I have attempted to create a similar equation for cube numbers, and while I've gotten decently close, I haven't gotten there. I would imagine the equation would be similar to something like this: $n^{2}=\sum_{k=1}^{n}\left(6\left(k-1\right)+1\right)$
However, it doesn't work. I was wondering if anyone else could make an equation for this, although I don't expect anyone to. I noticed the difference between cube numbers was 6 instead of 2 for squares, but simply replacing 2 with 6 doesn't work. It could be due to something about how cube numbers work, as there is an added layer of multiplication, I don't know if that would make a difference. Anyway, have a good day. :)
 A: I think you mean
$$n^3 = \sum_{k=1}^n (k^3 - (k-1)^3) = \sum_{k=1}^n (3 k^2 - 3 k + 1)$$
A: Good job taking the first step to being a mathematician - making observations :)
Your first pattern is indeed correct: $n^2 = \sum_{k=1}^n 2k - 1$. Writing out the equations for first few $n$:
$$\begin{align*} n = 1 &\implies 1^2 = 1 \\ n = 2 &\implies 2^2 = 1 + 3 \\ n=3&\implies 3^2=1+3+5\\n=4&\implies 4^2=1+3+5+7 \end{align*}$$
In other words, the sum of the first $n$ odd number is precisely $n^2$. It is nicely demonstrated in this picture I stole online:

Now stare at this photo. How can we derive the red layer without guessing patterns? Well, notice that the $n$th red layer consists of $n^2 - (n - 1)^2$ squares, which with a bit of algebra gives $2n - 1$ squares, precisely the summed term $2k - 1$ you got.
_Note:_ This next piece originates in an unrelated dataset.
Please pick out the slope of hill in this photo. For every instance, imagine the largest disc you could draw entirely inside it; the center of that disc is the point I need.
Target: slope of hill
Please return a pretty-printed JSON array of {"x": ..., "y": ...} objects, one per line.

Indeed, if we add up the first $n$ red layers, we will get the entire $n$th square.
With this, we can derive a similar formula for $n^3$. Consider an abstract object (also known as a "cube") with $n^3$ "units" in the $n$th picture. The corresponding red layer will consist of
$$n^3 - \underbrace{(n - 1)^3}_{\text{previous layer (blue tiles)}} = n^3 - (n^3 - 3n^2 + 3n - 1) = 3n^2 - 3n + 1$$
What this means is that if we sum up $\sum_{k=1}^n (3k^2-3k+1)$, we will get $n^3$. In other words,
$$n^3 = \sum_{k=1}^n 3k^2-3k+1$$
This also explains why you couldn't find a linear summing pattern for $n^3$ - it does not exist!
In general, sum of degree $n$ polynomials will give a degree $n + 1$ polynomial - read more about Faulhaber's formula.
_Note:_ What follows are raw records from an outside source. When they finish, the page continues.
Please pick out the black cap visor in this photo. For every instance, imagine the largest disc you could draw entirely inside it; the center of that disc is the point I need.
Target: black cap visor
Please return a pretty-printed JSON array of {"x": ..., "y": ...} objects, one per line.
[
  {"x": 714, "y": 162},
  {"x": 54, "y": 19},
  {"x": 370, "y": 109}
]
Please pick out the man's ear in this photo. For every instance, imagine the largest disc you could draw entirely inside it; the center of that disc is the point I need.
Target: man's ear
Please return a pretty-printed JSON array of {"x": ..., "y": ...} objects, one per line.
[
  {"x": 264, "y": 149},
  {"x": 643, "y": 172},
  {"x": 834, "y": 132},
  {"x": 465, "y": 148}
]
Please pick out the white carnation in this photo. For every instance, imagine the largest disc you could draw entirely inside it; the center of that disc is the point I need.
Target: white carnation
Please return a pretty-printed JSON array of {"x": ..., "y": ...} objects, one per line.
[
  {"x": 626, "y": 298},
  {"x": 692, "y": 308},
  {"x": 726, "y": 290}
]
A: Here is a different summation that handles not just squares and cubes, but higher powers as well. It works by using carefully selected indices of summation, rather than trying to find a sum that runs from $1$ to $n$. The following formula describes a sequence of $n$ consecutive odd numbers that sum to $n^k$ for any $n,k$:
$$\sum_{i=\frac{n^{k-1}-n}{2}+1}^{\frac{n^{k-1}+n}{2}}(2i-1)$$
The sum contains $n$ members whose average value is $n^{k-1}$; hence the sum is $n\cdot n^{k-1}=n^k$
If you set $k=2$, this reduces to the observation you have made.
$$\sum_{i=1}^{n}(2i-1)$$
The pattern obtained for cubes is interesting and unique:
$$1^3=1 \\2^3=3+5 \\3^3=7+9+11 \\4^3=13+15+17+19 \\\dots$$
For both squares and cubes, every odd number is an addend in at least one sum. This is not the case for higher powers.